Les festivals c'est aussi génial parce que ça permet de voir des artistes que je n'irai jamais voir en concert "à eux". Genre Selah Sue qui m'a littéralement bluffée. Il faut préciser que jusque là j'étais un peu gonflée par le battage médiatique qui entourait une énième chanteuse à voix cassée et chignon choucroute. Spécial dédicace aux stations de radio qui passent la même chanson en boucle jusqu'à écoeurement complet. Donc avant elle m'agaçait. Mais ça, c'était avant. Parce que en live, la nana c'est une bombe: une voix qui laisse sans voix (mweuha désolée manque d'inspiration), pas une fausse note du début à la fin, du groove, du punch, de la gnaque qui ne sonne jamais faux (à la différence d'Izia par exemple sur qui je me défoulerais plus bas).

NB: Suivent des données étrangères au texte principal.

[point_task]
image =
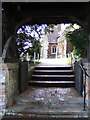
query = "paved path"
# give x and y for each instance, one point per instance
(49, 100)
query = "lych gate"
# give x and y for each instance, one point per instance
(18, 14)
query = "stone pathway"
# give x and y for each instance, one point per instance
(48, 100)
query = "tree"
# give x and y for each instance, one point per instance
(28, 38)
(77, 37)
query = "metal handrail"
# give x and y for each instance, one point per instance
(84, 84)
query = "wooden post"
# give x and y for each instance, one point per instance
(88, 60)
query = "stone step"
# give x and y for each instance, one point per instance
(56, 72)
(52, 83)
(64, 115)
(53, 77)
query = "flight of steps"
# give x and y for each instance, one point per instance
(53, 76)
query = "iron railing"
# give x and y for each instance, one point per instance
(84, 84)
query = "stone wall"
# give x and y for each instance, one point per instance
(87, 66)
(10, 75)
(30, 71)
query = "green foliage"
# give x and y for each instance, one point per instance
(77, 37)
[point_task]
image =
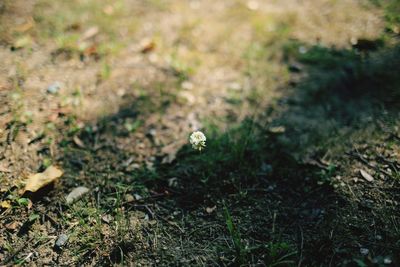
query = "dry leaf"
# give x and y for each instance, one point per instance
(39, 180)
(89, 33)
(12, 225)
(366, 176)
(6, 204)
(148, 47)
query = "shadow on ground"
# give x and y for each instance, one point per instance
(267, 191)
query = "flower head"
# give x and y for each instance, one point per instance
(198, 140)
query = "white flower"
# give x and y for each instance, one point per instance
(198, 140)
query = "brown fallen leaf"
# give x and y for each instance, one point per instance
(89, 33)
(39, 180)
(366, 176)
(147, 46)
(6, 204)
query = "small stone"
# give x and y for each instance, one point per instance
(61, 240)
(129, 198)
(54, 88)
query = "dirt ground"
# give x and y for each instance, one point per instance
(299, 101)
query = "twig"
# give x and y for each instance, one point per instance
(301, 247)
(362, 160)
(9, 258)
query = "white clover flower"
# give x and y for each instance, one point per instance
(198, 140)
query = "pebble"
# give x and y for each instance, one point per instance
(76, 194)
(54, 88)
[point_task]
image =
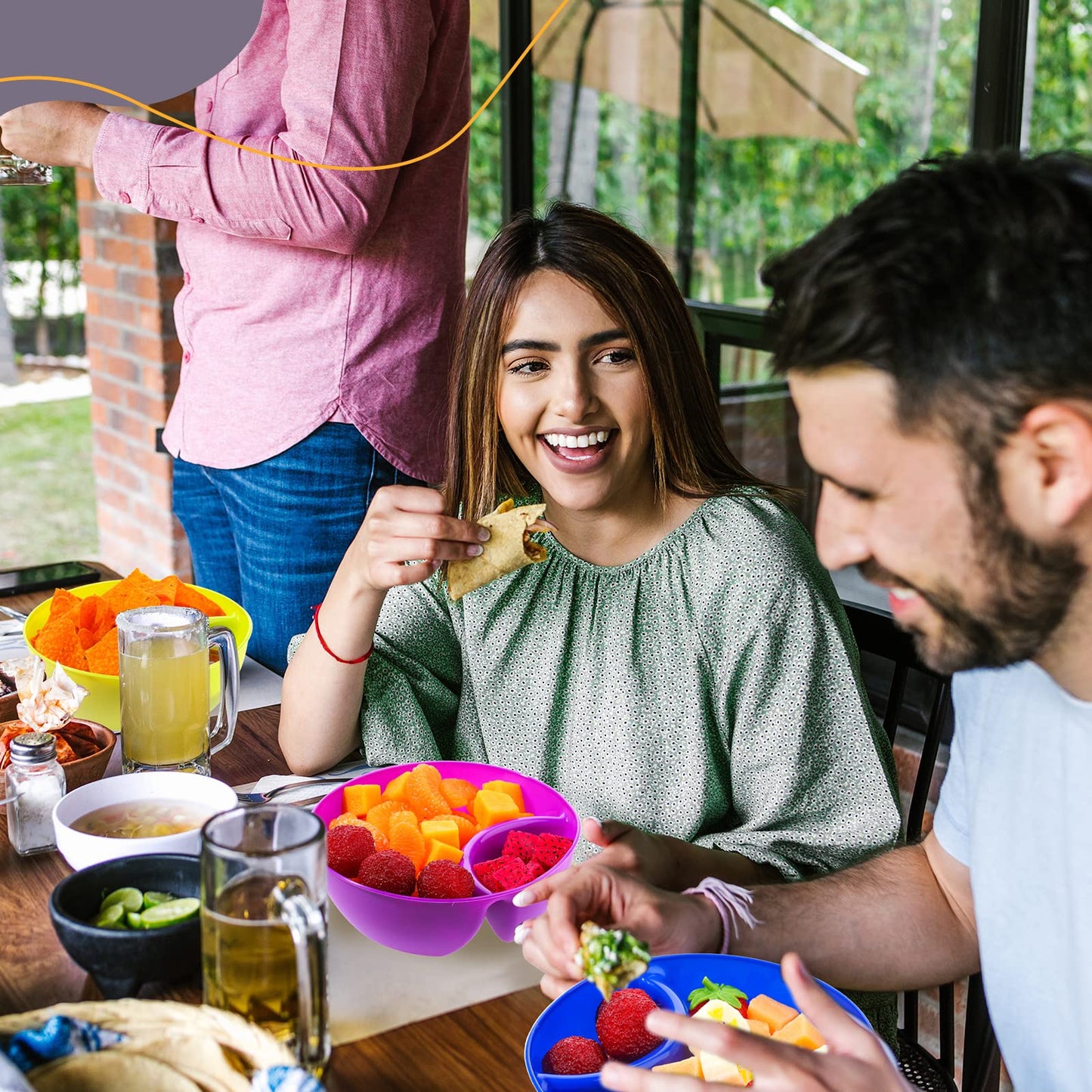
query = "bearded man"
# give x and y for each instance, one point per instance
(938, 346)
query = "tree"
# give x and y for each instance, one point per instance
(41, 227)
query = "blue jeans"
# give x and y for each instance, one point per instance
(272, 535)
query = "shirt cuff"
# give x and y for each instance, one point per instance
(122, 159)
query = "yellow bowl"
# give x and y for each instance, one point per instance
(103, 702)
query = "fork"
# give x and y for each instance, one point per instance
(270, 793)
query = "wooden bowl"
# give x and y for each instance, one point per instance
(85, 770)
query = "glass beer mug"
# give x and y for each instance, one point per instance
(17, 172)
(263, 924)
(165, 698)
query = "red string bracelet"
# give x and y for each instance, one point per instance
(318, 633)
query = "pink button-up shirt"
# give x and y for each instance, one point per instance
(314, 295)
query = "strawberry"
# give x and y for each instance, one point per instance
(389, 871)
(346, 849)
(620, 1025)
(574, 1055)
(444, 879)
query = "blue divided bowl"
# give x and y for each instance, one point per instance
(669, 982)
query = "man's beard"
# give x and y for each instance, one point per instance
(1029, 591)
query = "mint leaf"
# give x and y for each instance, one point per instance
(711, 991)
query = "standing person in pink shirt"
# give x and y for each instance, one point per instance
(317, 305)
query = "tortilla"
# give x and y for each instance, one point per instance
(509, 549)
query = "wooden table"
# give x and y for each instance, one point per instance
(480, 1047)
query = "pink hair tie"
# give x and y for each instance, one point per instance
(732, 902)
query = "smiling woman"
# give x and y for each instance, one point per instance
(679, 662)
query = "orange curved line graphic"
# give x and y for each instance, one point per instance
(289, 159)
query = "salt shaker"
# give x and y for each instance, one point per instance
(34, 783)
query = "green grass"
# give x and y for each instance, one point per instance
(47, 500)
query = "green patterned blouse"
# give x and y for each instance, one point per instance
(708, 689)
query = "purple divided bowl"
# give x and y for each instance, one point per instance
(441, 926)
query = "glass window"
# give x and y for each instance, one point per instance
(803, 110)
(1057, 105)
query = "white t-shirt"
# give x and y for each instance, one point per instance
(1016, 809)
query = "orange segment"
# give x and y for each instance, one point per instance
(405, 838)
(422, 793)
(458, 792)
(380, 815)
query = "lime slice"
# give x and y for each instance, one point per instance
(112, 917)
(169, 913)
(128, 899)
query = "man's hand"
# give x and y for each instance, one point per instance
(627, 849)
(61, 135)
(855, 1063)
(590, 892)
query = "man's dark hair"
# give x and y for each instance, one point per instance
(967, 280)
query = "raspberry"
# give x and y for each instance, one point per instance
(444, 879)
(620, 1025)
(348, 846)
(574, 1055)
(552, 849)
(520, 844)
(388, 871)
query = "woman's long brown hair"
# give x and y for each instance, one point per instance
(628, 277)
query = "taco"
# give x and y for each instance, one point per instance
(510, 547)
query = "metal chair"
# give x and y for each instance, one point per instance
(877, 635)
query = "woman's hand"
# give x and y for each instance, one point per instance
(625, 849)
(590, 892)
(407, 523)
(855, 1063)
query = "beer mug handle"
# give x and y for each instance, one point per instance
(224, 640)
(308, 928)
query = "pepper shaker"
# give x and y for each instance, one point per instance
(34, 782)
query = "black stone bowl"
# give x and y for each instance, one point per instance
(122, 960)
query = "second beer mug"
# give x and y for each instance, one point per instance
(165, 698)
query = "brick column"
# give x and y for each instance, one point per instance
(132, 274)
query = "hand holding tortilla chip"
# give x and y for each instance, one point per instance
(510, 547)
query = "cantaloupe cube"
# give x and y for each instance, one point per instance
(771, 1013)
(442, 830)
(397, 790)
(441, 851)
(687, 1067)
(491, 807)
(358, 799)
(510, 789)
(800, 1032)
(719, 1070)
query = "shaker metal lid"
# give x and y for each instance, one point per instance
(36, 746)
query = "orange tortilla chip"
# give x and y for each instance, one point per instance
(61, 603)
(167, 590)
(129, 596)
(103, 657)
(59, 641)
(191, 598)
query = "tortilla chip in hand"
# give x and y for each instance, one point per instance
(510, 547)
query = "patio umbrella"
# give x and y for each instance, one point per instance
(731, 67)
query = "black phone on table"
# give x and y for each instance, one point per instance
(45, 578)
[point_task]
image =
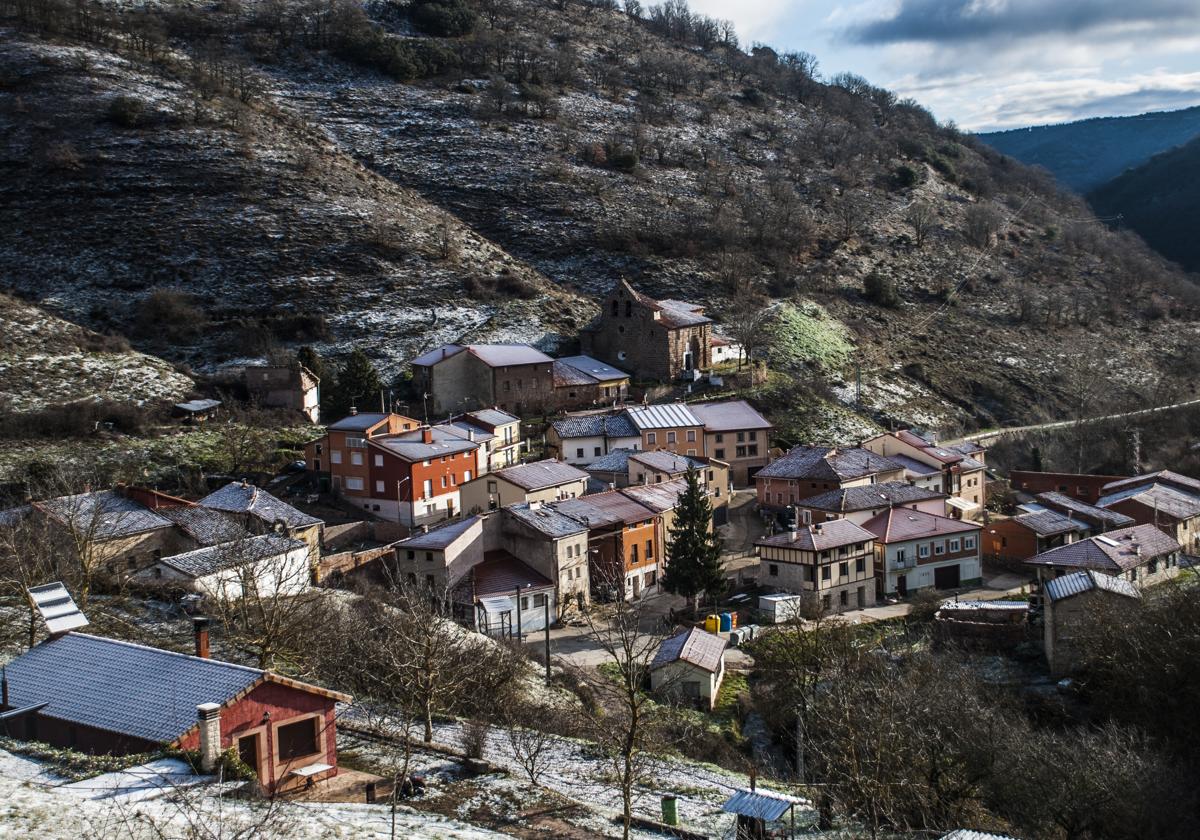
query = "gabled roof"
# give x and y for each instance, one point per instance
(901, 523)
(666, 462)
(1078, 582)
(820, 537)
(695, 647)
(1161, 497)
(616, 461)
(1063, 503)
(1049, 522)
(502, 574)
(869, 497)
(103, 514)
(729, 415)
(239, 497)
(594, 369)
(540, 474)
(827, 463)
(211, 559)
(129, 689)
(670, 415)
(595, 425)
(438, 539)
(545, 520)
(358, 423)
(1113, 552)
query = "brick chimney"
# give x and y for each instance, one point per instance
(209, 717)
(201, 630)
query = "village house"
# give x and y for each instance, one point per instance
(864, 502)
(267, 565)
(690, 666)
(1165, 499)
(293, 387)
(498, 433)
(109, 697)
(1021, 537)
(1078, 486)
(582, 438)
(1141, 555)
(654, 340)
(1097, 520)
(539, 481)
(957, 469)
(1071, 605)
(915, 550)
(810, 471)
(832, 564)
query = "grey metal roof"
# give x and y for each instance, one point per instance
(216, 558)
(103, 514)
(438, 539)
(541, 474)
(695, 647)
(730, 415)
(124, 688)
(1061, 502)
(869, 497)
(546, 520)
(670, 415)
(1085, 581)
(617, 461)
(594, 369)
(358, 423)
(205, 526)
(761, 804)
(239, 497)
(827, 463)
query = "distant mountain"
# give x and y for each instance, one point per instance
(1086, 154)
(1161, 202)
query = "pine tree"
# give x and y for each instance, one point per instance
(694, 552)
(358, 384)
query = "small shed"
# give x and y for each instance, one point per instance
(756, 810)
(690, 665)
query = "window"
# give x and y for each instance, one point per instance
(297, 739)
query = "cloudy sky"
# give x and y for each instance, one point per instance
(995, 64)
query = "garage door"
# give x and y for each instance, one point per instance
(946, 577)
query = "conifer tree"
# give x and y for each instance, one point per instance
(694, 549)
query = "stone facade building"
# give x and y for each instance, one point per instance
(659, 340)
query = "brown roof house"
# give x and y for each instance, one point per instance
(831, 563)
(1071, 606)
(690, 666)
(915, 550)
(811, 471)
(658, 340)
(1165, 499)
(1141, 555)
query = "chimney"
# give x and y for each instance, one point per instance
(201, 629)
(209, 717)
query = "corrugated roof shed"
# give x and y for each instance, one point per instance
(695, 647)
(239, 497)
(211, 559)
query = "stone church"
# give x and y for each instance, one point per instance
(654, 340)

Bref, un concert vraiment extraordinaire, chapeau mam'zelle!

J'ai raté une grosse partie de Miles Kane, pour cause de queue aux toilettes, mais ce que j'en ai vu m'a bien fait dansé, normal, c'est du british pur et dur, ça claque et c'est que du bon! Metronomy, je connais très mal donc je ne me permettrais pas de trop juger, mais j'ai trouvé leur set complètement soporifique et chelou genre bidouillage sur un synthé Bob l'Eponge. Par conscience professionnelle j'irai écouter pour voir si cette impression est confirmée sur album. Birdy Nam Nam par contre, c'était bien ouf.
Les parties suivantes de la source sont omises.